Sales Tax : States may now tax online sales and more (ENG)


This past Thursday, June 21, 2018, the Supreme Court of the United States voted 5-4 in South Dakota v. Wayfair Inc. which generally allows US states to collect “sales tax” on sales made in their state, whether or not the seller has a physical presence in that state.

This decision has a major impact reaching far beyond e-commerce. It reverses a well-established case-law dating back to 1967, and confirmed in 1992, in which states could only require a business to collect and remit sales tax if they had a physical presence (employee, property) within the state.

The previous case-law, which was established well before the emergence of E-commerce, gave on-line merchants a significant competitive advantage by allowing them to sell in states without collecting sales tax when they didn’t have physical presence in those states.

When sales tax has not been collected by the seller on taxable goods or services, the customer is required to self-remit use tax to the state. Many states experienced difficulties enforcing this obligation, leading to an overall loss of state revenue on an annual basis in the order of US$40 billion.

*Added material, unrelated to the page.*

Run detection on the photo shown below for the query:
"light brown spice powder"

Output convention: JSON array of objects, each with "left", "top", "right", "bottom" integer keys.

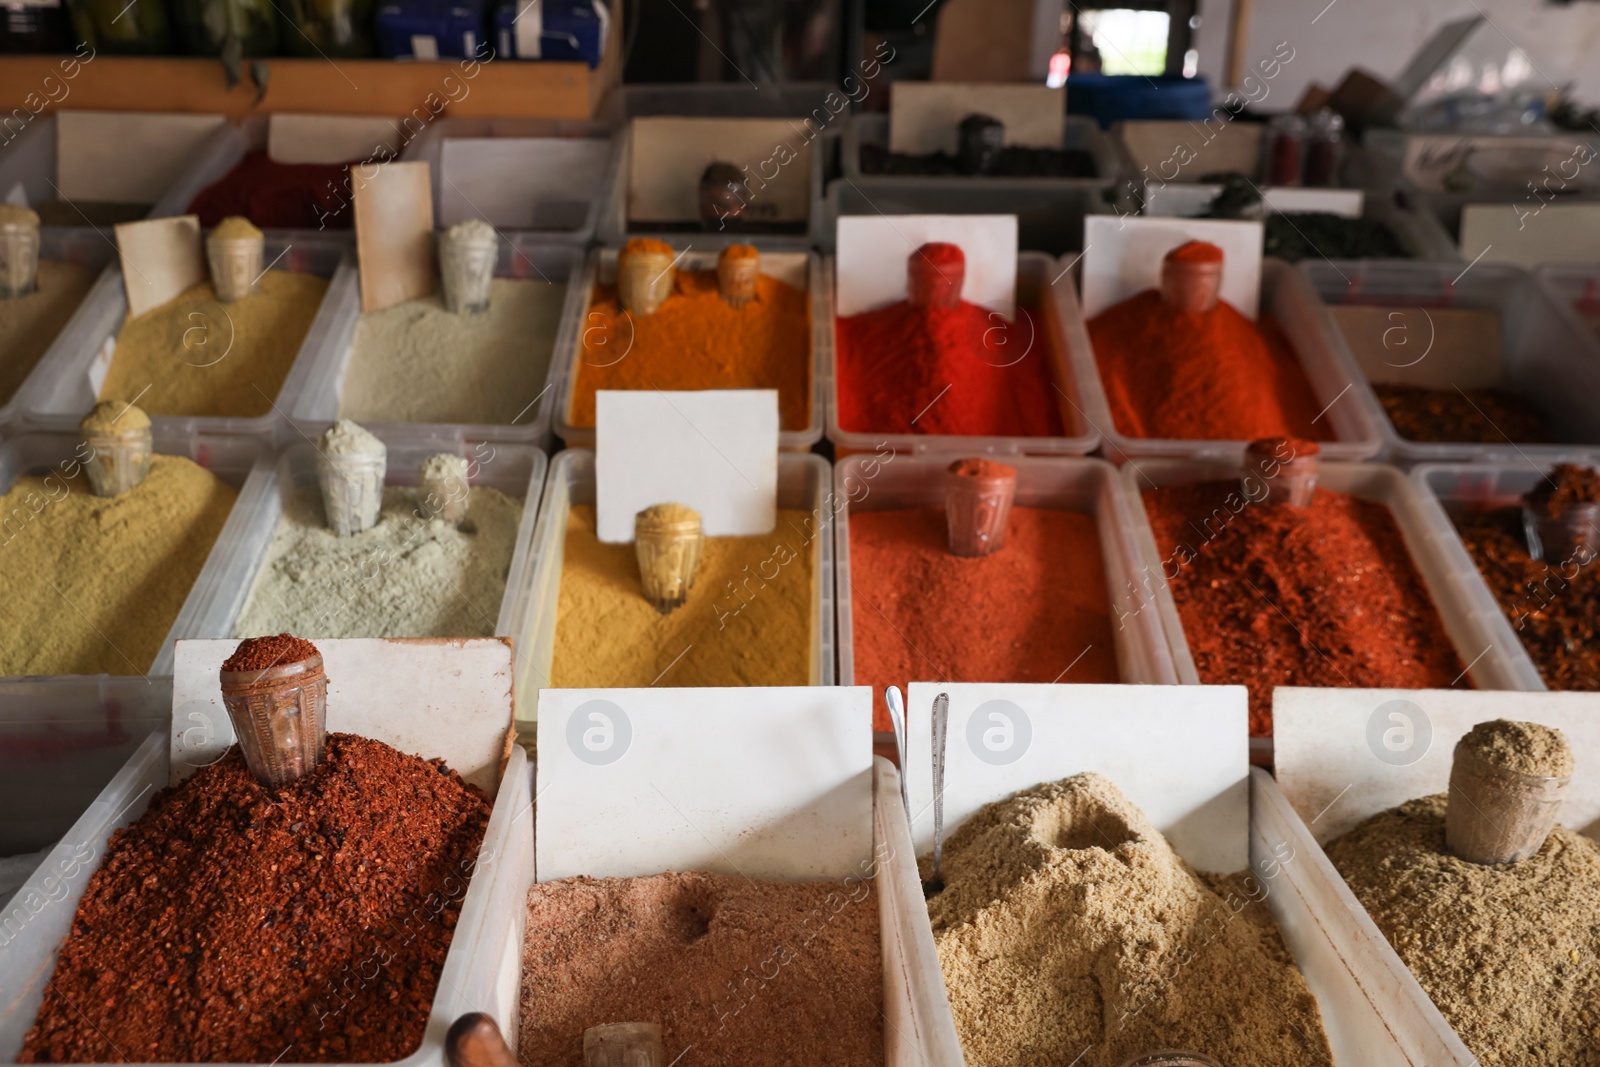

Implications for foreign companies

First of all, one must remember that US states are not bound by double taxation agreements in place at the federal level. State legislation which will result from this decision will therefore very likely apply to foreign companies who sell in US states without having a physical presence therein.

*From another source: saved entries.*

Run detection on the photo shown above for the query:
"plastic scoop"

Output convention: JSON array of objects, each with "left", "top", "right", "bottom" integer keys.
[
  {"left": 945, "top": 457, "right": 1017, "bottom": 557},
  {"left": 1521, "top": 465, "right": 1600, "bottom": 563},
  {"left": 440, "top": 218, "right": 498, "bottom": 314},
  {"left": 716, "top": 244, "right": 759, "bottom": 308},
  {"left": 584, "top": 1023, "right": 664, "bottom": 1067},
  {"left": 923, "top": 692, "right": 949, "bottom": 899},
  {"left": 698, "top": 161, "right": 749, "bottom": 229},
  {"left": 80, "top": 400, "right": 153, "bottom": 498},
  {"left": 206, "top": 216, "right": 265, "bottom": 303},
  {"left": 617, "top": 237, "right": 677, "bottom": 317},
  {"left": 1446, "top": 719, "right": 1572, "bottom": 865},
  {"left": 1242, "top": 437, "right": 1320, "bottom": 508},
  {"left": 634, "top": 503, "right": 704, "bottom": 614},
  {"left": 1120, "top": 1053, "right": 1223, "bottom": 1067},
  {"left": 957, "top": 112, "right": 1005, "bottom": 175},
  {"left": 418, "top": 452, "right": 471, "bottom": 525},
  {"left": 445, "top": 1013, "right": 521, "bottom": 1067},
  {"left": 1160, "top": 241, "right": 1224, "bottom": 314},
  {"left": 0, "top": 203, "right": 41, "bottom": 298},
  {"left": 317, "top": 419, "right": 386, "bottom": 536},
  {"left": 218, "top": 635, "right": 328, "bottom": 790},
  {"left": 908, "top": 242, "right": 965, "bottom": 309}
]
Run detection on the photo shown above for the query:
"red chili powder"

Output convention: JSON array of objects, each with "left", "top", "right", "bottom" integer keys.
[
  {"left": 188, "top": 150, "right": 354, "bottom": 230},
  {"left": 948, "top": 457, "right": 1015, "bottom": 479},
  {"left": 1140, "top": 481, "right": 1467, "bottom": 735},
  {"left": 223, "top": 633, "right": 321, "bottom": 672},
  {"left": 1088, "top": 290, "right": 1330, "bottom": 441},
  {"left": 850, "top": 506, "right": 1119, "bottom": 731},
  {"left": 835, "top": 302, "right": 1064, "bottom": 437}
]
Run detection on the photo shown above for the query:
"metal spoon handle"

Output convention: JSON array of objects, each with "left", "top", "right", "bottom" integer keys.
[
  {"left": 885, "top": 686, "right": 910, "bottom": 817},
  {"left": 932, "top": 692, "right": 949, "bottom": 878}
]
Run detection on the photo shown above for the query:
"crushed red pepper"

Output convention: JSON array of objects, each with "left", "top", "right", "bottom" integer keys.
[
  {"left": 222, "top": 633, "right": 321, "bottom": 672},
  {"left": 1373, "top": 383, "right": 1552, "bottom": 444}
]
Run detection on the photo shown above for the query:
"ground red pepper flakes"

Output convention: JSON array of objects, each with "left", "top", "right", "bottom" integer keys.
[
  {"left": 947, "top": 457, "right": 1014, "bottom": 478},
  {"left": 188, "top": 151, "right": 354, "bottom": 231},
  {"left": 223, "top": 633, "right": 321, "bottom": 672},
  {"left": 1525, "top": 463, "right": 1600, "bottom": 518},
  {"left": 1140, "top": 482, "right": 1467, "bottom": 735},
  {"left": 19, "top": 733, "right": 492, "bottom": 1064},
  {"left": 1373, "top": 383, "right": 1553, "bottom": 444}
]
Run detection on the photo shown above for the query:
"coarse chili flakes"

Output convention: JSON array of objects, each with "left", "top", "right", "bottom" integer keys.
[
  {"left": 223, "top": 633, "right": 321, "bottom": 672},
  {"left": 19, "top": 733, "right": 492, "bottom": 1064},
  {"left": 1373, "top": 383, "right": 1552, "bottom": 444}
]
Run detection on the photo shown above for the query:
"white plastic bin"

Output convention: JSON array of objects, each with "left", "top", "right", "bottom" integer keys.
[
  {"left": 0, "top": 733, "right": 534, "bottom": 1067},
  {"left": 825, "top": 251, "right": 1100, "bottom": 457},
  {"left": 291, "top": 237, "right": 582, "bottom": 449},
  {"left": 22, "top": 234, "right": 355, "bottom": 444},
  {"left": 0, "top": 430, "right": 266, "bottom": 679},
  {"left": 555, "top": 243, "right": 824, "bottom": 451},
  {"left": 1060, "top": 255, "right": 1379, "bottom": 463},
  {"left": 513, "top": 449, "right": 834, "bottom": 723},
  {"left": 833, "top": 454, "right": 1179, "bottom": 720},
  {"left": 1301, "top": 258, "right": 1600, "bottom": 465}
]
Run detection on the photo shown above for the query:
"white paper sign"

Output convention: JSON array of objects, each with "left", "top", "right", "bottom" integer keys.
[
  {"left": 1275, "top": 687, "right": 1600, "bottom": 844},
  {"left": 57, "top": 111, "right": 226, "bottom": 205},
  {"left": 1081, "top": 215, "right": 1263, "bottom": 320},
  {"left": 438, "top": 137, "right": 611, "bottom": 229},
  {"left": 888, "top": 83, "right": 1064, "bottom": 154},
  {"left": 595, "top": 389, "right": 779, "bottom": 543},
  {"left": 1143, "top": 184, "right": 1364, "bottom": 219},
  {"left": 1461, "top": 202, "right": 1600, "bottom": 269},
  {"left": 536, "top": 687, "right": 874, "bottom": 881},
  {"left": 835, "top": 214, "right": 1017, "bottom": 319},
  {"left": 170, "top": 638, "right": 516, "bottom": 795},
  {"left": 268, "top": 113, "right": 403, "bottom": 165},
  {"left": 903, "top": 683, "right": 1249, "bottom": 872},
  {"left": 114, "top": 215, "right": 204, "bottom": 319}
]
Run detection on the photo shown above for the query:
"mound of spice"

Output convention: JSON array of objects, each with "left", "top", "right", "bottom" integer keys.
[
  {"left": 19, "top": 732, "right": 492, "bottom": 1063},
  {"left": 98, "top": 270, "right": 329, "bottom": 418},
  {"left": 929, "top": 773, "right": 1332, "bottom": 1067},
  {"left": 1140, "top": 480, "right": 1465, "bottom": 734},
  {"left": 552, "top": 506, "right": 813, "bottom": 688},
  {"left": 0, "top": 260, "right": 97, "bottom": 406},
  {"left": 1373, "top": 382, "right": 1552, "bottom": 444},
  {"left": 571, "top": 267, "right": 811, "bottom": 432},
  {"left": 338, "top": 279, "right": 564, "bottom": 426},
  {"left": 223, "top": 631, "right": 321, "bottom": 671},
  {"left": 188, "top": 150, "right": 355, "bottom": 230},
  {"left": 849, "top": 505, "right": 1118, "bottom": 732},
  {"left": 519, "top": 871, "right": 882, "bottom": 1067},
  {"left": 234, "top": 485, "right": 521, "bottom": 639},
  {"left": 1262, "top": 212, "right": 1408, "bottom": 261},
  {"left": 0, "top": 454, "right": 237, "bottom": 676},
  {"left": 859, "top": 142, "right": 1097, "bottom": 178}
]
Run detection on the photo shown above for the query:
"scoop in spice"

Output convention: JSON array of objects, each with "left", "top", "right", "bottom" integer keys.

The scope of “sales tax” legislation may be limited.

Contrary to VAT, “sales tax” only applies to sales to end consumers, and therefore does not affect sales to distributors intended for resale (a resale certificate should however be provided by the distributor). Furthermore, as a general rule, “sales tax” does not apply to most services. That said, one should still verify the specific state legislation as there are more and more exceptions.

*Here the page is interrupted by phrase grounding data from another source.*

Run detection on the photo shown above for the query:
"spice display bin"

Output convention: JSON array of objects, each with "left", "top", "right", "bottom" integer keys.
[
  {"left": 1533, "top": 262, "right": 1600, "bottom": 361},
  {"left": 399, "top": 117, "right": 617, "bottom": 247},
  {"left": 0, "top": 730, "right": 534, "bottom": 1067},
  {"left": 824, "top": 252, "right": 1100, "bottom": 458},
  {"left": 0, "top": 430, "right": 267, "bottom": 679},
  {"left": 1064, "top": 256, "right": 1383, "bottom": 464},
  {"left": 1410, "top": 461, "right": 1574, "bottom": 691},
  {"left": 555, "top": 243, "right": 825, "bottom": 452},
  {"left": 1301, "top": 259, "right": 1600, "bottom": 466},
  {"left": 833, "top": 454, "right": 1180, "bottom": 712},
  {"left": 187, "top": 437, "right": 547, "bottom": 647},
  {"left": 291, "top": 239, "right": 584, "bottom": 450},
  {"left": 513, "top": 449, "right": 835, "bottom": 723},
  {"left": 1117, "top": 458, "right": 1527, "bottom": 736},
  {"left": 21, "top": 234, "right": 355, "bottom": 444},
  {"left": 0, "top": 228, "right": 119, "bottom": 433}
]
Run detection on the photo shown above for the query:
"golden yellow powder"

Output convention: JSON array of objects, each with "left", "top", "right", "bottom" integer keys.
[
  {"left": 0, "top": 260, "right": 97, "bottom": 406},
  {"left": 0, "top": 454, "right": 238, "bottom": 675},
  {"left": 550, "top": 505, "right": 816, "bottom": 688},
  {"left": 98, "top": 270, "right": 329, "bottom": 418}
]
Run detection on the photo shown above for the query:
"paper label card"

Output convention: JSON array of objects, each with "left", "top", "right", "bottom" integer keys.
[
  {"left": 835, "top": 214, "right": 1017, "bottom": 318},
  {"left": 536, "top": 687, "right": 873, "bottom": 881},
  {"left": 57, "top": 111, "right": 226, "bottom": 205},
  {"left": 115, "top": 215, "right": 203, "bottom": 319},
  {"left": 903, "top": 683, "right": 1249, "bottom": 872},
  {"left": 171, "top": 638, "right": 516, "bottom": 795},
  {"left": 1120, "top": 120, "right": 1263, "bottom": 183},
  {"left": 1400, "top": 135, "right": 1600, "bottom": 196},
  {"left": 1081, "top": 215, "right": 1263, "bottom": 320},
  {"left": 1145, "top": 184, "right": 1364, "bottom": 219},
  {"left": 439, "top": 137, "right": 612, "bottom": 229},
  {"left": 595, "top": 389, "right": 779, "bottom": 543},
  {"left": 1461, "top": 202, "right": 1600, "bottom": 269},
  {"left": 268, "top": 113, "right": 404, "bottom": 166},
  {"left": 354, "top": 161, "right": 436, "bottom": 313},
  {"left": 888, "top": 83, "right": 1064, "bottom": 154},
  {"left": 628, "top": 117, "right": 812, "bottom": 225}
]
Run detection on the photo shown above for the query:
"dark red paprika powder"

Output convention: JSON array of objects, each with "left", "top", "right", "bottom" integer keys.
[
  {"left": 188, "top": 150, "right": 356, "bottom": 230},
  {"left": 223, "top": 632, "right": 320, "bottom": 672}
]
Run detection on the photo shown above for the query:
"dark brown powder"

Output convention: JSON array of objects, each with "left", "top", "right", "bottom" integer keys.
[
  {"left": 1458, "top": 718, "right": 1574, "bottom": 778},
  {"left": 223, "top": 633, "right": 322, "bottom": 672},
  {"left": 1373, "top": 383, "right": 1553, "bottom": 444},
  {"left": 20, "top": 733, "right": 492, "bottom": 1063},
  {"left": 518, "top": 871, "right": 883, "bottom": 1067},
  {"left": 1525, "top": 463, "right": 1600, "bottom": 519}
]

Like income tax nexus criteria, states may adhere to an economic sales tax nexus standard requiring remote sellers with no physical location in the state to collect and remit sales tax only if they exceed a certain threshold (minimum standard). For example, the legislation in South Dakota which was subject to the Supreme Court decision has established that remote sellers with no physical location in South Dakota will not be required to collect and remit sales tax if in-state sales are less than $100,000 or include less than 200 transactions.



This legislation could be implemented very quickly. Many states, including South Dakota, have legislation that was already voted on and which could be implemented immediately.

Others will have to draft and vote on new legislation which could be in place by the end of the year.


Practical implications

It is still far too early to understand all the implications of this decision. However, it is possible that certain businesses will have to register and collect sales tax in additional states, but that will depend on the specific state legislation. For example, certain small businesses may still benefit from “safe harbor” provisions (minimum standard) and the South Dakota legislation may serve as a model for other states. 

It is also still unclear what the impact of this decision might be for prior years. Although the South Dakota legislation will only apply prospectively, certain states may want to pursue uncollected taxes retroactively.


Monitoring developments

We will monitor legislative developments in the coming months with our specialist partner, David Hughes, partner at the law firm of Horwood Marcus & Berk Chartered. 

In the coming months, we will publish updates regularly as things progress. Please also see our previous articles dated February 1st and May 2nd.


Relation with global E-commerce taxation

This decision, which most notably addresses the loss of state revenue due to the generalization of E-commerce in the US, is very likely to be the precursor to a review of global E-commerce taxation and specifically of the definition of permanent establishment included in double taxation treaties, as also suggested in the March 2018 OECD report “Additional Guidance on the Attribution of Profits to Permanent Establishments, BEPS Action 7”.


This article only includes general information and IMS is not, by means of this article, rendering any tax, legal or other professional services. This communication should not be relied upon for any decision or action that may have an impact on your business. Prior to taking any action, you should be in contact with your advisor.